JIM LEHRER: Do you agree?
MARK SHIELDS: I think there is backlash on both sides. I really do, but I think it has been remarkably contained. I think what David saw yesterday has not been visible and has not been vocal. And I do agree with David that these are people in many cases talking to pros -- professionals in both the Democratic and Republican Party, they attribute the stumbling, the faltering, call it what you will, to John Kerry's campaign to one statement: Would you still vote, given presidential authority, to go to Iraq? Kerry said he would.
JIM LEHRER: Let's look ahead to the first night tonight, David. Why John McCain and Rudolph Giuliani as the leading speaker for the first night of the opening of this --
DAVID BROOKS: They're stars. People think they'll watch them because they like them; they're among the most popular politicians in the country. The second thing is they exemplify courage. I think the president's, his best argument is that, "I may have made some mistakes, but I have got the courage and steadfastness to carry this war forward," and McCain and Giuliani exemplify political courage.
And I think the implicit contrast with John Kerry is clear that they're somebody who never flip-flops; They don't care if you don't like them. They just go ahead and they go ahead and they go ahead. That's how Bush likes to think of himself. That's the aura they would like to create for the Republican Party.
JIM LEHRER: Mark?
MARK SHIELDS: Character witnesses for George W. Bush is what they both are -- Rudy Giuliani was the closest thing we had in the United States to Winston Churchill after 9/11. He held the city together, this city that was under siege and was hurting and bleeding. He was a force of great stability, of great maturity and of great leadership. John McCain has become de facto, Jim, George W. Bush's running mate.
He will leave the city with him tomorrow morning to campaign. He will leave after the convention Friday, not with Dick Cheney, but with John McCain. I mean, George Bush is kissing John McCain. He can't get enough of John McCain. I mean, John McCain occupies a unique position in the American politics.
He is the only person in American history who lost an election and has shaped the next election. And at the same time, both parties want him as a running mate.
JIM LEHRER: What would you add to that about McCain? Why John McCain, why is he such a spectacular star?
DAVID BROOKS: Because he's not a typical politician; he speaks his mind. I've sort of looked into the readership with Bush and John McCain because you know -- we were there in South Carolina. They did not get along. Their organizations did not get along. So I've sort of been wondering how much of this rapprochement is really real?
I've come to think it is somewhat real. I've come to think they've traveled a lot together, and when McCain and Bush are together, they don't talk politics. They talk sports. They talk about other stuff.
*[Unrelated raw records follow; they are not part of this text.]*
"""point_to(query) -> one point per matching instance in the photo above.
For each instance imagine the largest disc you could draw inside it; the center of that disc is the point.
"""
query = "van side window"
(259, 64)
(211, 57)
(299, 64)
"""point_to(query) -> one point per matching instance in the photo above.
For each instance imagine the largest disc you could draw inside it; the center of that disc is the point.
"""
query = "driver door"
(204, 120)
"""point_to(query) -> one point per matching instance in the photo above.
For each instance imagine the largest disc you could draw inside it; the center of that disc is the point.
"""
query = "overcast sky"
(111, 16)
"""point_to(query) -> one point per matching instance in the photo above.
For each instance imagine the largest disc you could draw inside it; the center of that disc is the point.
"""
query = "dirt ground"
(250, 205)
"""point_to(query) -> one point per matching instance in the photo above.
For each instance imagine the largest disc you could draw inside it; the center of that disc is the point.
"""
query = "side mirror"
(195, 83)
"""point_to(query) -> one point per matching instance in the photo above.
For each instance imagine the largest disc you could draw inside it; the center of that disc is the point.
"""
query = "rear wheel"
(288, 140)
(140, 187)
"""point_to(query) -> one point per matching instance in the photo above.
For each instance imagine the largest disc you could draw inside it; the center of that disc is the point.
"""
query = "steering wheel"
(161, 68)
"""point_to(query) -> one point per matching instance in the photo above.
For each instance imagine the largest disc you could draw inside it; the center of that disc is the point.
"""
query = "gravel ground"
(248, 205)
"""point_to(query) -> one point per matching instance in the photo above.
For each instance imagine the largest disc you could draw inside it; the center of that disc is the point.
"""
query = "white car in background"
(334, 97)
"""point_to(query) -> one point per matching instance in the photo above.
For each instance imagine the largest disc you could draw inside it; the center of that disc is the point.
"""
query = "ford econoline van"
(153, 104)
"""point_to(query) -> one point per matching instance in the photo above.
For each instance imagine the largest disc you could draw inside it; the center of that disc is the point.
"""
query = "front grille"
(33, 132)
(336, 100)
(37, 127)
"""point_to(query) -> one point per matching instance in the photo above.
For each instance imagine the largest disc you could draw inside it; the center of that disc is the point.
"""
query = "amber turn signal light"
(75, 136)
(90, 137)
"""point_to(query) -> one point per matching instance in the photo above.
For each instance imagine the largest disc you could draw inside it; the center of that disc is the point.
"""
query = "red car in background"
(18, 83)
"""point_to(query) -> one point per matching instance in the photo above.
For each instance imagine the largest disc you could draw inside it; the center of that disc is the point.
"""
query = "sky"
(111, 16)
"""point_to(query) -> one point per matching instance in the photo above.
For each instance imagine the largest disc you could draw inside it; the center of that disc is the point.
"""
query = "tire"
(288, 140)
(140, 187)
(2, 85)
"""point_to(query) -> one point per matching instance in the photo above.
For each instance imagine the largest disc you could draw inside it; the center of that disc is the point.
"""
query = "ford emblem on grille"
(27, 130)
They have a lot in common.
And so I think there has been a sort of emotional bonding that has gone on there. And at heart, John McCain is an independent, but he is also a Republican.
MARK SHIELDS: Let me just say on that -- talking to John McCain and John McCain's people, I get a different perspective on just how close and how much of a buddy...
JIM LEHRER: You know what - we're going to continue this conversation later, and we are also not only going to hear from John McCain and his speech, but we're also going to interview him at the end of our coverage tonight.
We'll have plenty of opportunities to pursue this. Thank you. See you later.